Апология несбывшегося

Предисловие к книге: Антология ненаписанных текстов / сост. М. Батасова, А. Голубкова. Предисл. О. Балла. - М., Тверь: Альфа-Пресс, 2021.

Что может быть прекраснее ненаписанного, несбывшегося? - Даже и представить себе не берусь. Из всего, что написано и сбылось, с ним не может сравниться ничто - хотя бы уже потому, что, сбывшись, оно исчерпало себя и упёрлось в собственные пределы. У того же, что осталось только в замысле или хотя бы в набросках - никаких пределов нет. Едва намеченное, а то и не намеченное вовсе, оно ещё может быть каким угодно, расти в какие вздумается стороны - и длит эту сладостную возможность до полной бесконечности. Оно круче даже черновика - пребывающего всё-таки в осязаемом обещании и становлении.

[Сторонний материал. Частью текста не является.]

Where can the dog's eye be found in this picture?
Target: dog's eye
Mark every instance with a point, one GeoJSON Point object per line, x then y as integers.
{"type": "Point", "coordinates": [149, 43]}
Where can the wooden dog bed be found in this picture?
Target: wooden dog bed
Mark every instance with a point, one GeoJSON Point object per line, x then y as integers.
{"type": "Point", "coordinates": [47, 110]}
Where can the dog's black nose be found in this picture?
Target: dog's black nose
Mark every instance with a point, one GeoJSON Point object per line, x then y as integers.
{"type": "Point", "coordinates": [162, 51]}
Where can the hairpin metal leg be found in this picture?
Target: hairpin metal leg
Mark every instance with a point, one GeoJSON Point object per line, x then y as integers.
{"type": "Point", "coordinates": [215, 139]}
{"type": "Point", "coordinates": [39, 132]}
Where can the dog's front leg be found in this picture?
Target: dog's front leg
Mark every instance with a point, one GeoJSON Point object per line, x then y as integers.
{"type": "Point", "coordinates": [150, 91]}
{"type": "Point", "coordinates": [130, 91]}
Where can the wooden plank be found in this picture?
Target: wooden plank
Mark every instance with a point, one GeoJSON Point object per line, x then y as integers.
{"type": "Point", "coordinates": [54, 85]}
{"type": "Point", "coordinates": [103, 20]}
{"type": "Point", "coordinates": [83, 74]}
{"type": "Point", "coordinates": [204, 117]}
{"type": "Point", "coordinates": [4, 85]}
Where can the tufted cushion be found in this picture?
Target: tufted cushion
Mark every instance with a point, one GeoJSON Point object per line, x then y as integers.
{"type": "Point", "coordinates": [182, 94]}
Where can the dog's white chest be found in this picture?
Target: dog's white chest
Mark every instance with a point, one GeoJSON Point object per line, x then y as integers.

Ну, черновики, классическая форма несбывшегося, в нашей антологии тоже есть - и волнуют читательское воображение разомкнутостью своих границ. Например, черновики разных лет Владимира Коркунова, недописанные стихи Ирины Котовой, фрагмент «неполучившегося» романа Владимира Тучкова или «относительно завершённые фрагменты пишущегося романа» Ефима Беренштейна, - части целого, которого нет. Разве у несуществующего могут быть части? - Представьте себе, да, и посрамись, стереотипное представление о бытии! Они - как контурные карты, которые читатель волен закрашивать и дорисовывать как ему самому чувствуется нужным. Сюда же стоит отнести и фотографии рукописных черновиков Вилли Мельникова, на которых можно видеть текст в его возникновении.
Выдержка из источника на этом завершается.